What are the physical and emotional well-being requirements to take an IMPACT program?
The training is conducted by a female-led team of instructors. The Lead Instructor plans and facilitates the program, teaches self-defense skills, and serves as a personal coach for participants in the self-defense scenarios. Suited Instructors serve a dual role in the Core Program, both assisting in teaching (e.g. demonstrations and drills) and playing the role of a mock aggressor while wearing body armor, giving participants an opportunity to practice all their skills in an adrenalized state. Class Assistants are volunteers who have completed the Core Program. They provide additional support for the participants in the course.
“Our goal is to move toward a world where women and men work together as equals. Within a society where men are often presumed to be leaders, modeling a working relationship where the female instructor is the lead and a male instructor functions within that paradigm, without being threatened by it, is critical to achieving that goal.”
—Mark, Suited Instructor
What makes the IMPACT Core Program empowerment-based self-defense training?

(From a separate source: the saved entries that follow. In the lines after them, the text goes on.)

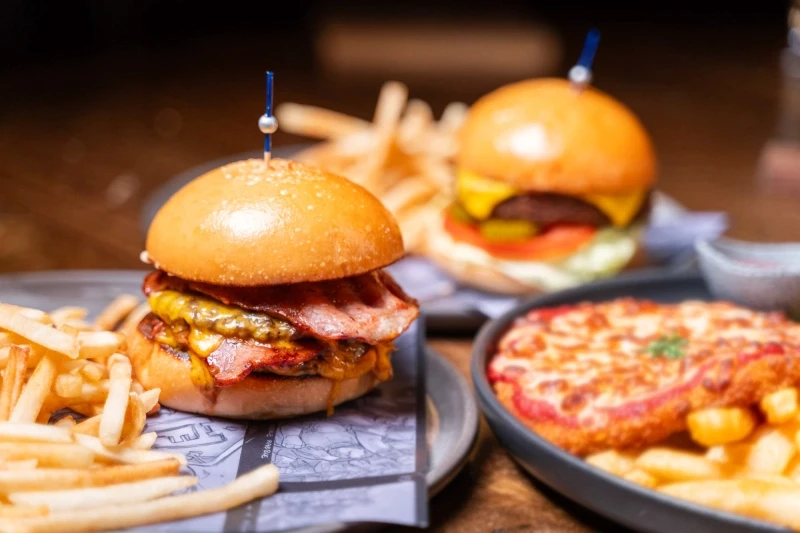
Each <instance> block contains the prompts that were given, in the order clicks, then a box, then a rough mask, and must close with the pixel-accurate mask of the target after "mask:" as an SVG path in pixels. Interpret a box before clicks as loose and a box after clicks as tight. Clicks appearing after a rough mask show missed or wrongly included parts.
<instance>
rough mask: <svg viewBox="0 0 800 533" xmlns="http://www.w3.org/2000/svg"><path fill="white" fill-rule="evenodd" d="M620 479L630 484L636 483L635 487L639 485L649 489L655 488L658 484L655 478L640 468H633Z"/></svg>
mask: <svg viewBox="0 0 800 533" xmlns="http://www.w3.org/2000/svg"><path fill="white" fill-rule="evenodd" d="M622 477H623V479H627V480H628V481H630V482H631V483H636V484H637V485H641V486H643V487H647V488H649V489H652V488H655V487H656V486H658V484H659V480H658V478H657V477H656V476H654V475H652V474H650V473H648V472H645V471H644V470H642V469H640V468H634V469H633V470H631V471H630V472H628V473H627V474H625V475H623V476H622Z"/></svg>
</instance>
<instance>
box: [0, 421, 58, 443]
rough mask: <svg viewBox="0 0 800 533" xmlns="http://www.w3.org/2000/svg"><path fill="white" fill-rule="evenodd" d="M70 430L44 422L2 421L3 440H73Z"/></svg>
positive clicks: (2, 432) (28, 440) (51, 440)
mask: <svg viewBox="0 0 800 533" xmlns="http://www.w3.org/2000/svg"><path fill="white" fill-rule="evenodd" d="M72 440H73V439H72V435H70V433H69V430H67V429H64V428H60V427H56V426H47V425H44V424H19V423H15V422H0V443H1V442H8V441H13V442H50V443H69V442H72Z"/></svg>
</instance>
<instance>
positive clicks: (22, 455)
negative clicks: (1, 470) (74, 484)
mask: <svg viewBox="0 0 800 533" xmlns="http://www.w3.org/2000/svg"><path fill="white" fill-rule="evenodd" d="M94 455H95V454H94V453H93V452H92V450H90V449H88V448H86V447H85V446H80V445H78V444H52V443H42V442H0V458H3V459H5V460H7V461H17V460H23V459H36V460H37V461H38V462H39V465H41V466H44V467H56V468H86V467H88V466H89V465H91V464H92V463H93V462H94Z"/></svg>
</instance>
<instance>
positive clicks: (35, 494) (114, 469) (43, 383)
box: [0, 295, 278, 533]
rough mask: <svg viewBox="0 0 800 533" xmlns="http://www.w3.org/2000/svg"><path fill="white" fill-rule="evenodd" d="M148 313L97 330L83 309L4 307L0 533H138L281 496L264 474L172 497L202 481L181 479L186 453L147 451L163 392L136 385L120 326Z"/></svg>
mask: <svg viewBox="0 0 800 533" xmlns="http://www.w3.org/2000/svg"><path fill="white" fill-rule="evenodd" d="M146 312H147V306H146V304H141V305H139V304H138V299H137V298H136V297H134V296H130V295H123V296H120V297H118V298H117V299H115V300H114V301H113V302H112V303H111V304H109V306H108V307H107V308H106V309H105V310H104V311H103V312H102V313H100V315H98V317H97V319H96V320H95V321H94V322H88V321H86V316H87V311H86V310H85V309H83V308H79V307H65V308H60V309H57V310H55V311H53V312H51V313H46V312H44V311H41V310H38V309H31V308H23V307H17V306H13V305H8V304H0V368H2V371H1V372H0V374H2V383H1V384H0V532H40V531H41V532H54V531H58V532H61V533H65V532H81V531H101V530H107V529H119V528H127V527H133V526H141V525H147V524H152V523H155V522H162V521H168V520H177V519H181V518H188V517H192V516H197V515H201V514H208V513H214V512H219V511H224V510H226V509H229V508H231V507H235V506H238V505H241V504H243V503H246V502H248V501H250V500H253V499H256V498H259V497H264V496H268V495H269V494H272V493H273V492H275V490H276V489H277V483H278V474H277V470H276V469H275V467H273V466H271V465H268V466H265V467H261V468H258V469H256V470H253V471H252V472H250V473H249V474H246V475H244V476H240V477H239V478H238V479H237V480H236V481H234V482H232V483H230V484H228V485H226V486H223V487H221V488H219V489H214V490H208V491H193V492H187V493H184V494H179V495H172V496H170V495H171V494H173V493H175V492H178V491H185V490H186V489H188V488H189V487H192V486H193V485H195V484H196V483H197V478H195V477H193V476H187V475H180V470H181V467H182V466H184V465H186V458H185V457H184V456H183V455H181V454H173V453H166V452H162V451H157V450H152V449H151V448H152V446H153V445H154V443H155V441H156V438H157V435H156V434H155V433H153V432H144V431H145V425H146V420H147V414H148V413H155V412H156V411H158V409H159V403H158V397H159V392H160V391H159V389H151V390H145V389H144V387H142V385H141V384H140V383H138V382H137V381H136V380H135V379H134V377H133V375H132V371H131V363H130V360H129V359H128V356H127V355H126V353H125V348H126V344H127V343H126V338H125V335H124V334H123V333H120V332H119V331H116V330H115V329H114V328H115V327H117V326H119V325H124V324H126V323H127V324H130V323H135V322H137V321H138V320H139V319H141V317H142V315H143V314H144V313H146ZM123 329H124V327H123ZM81 419H82V420H81Z"/></svg>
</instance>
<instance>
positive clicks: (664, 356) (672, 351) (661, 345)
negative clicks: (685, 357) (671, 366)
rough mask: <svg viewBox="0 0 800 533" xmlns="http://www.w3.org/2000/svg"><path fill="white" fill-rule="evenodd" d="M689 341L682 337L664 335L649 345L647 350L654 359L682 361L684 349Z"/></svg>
mask: <svg viewBox="0 0 800 533" xmlns="http://www.w3.org/2000/svg"><path fill="white" fill-rule="evenodd" d="M687 342H688V341H687V340H686V339H685V338H683V337H681V336H680V335H677V334H673V335H662V336H661V337H659V338H658V339H656V340H654V341H653V342H651V343H650V344H648V345H647V348H645V350H646V351H647V352H649V353H650V355H652V356H653V357H666V358H667V359H680V358H681V357H683V355H684V354H683V348H684V347H685V346H686V343H687Z"/></svg>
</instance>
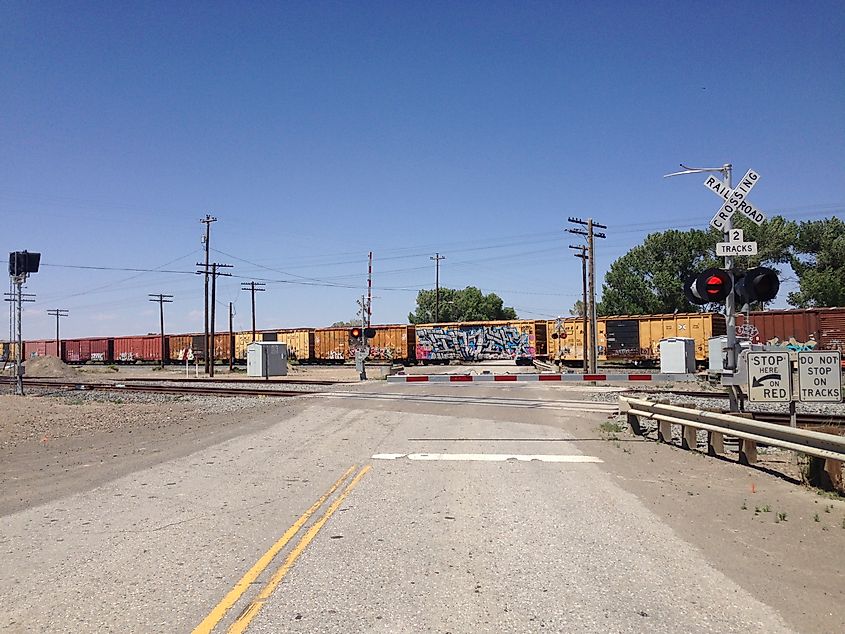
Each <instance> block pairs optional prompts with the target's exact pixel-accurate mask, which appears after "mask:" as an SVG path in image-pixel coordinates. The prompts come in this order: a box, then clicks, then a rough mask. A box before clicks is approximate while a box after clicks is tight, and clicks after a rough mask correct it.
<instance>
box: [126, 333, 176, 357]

- Self-defense training is placed within a social context, meaning that rape and sexual assault are recognized as social issues not an individual problem.
- Perpetrators, not victims, are held accountable for violence. Women do not invite, cause, or ask to be assaulted.
- Finding the power and resources in one's own body is central. Physical self-defense is more than strikes and kicks and includes stance, breathe, body language, getting away.
- Participants learn and practice a range of tools and strategies to increase their choices when faced with uncomfortable, intrusive, or dangerous situations with people they know as well as with strangers.
What are the physical and emotional well-being requirements to take an IMPACT program?
- If you have a temporary injury or condition, such as pregnancy, healing from surgery, or a sprained limb, wait to take the class until you no longer have this injury or condition.
- If you have a chronic condition, please let us know about it and we will work with you (and in consultation with your health professional) to make it possible for you to take the course. We encourage you to register.
- If you have been sexually assaulted, consider waiting 6-12 months before taking an IMPACT course. A good wait time depends of course on you and your situation, so please talk to us about what will work for you.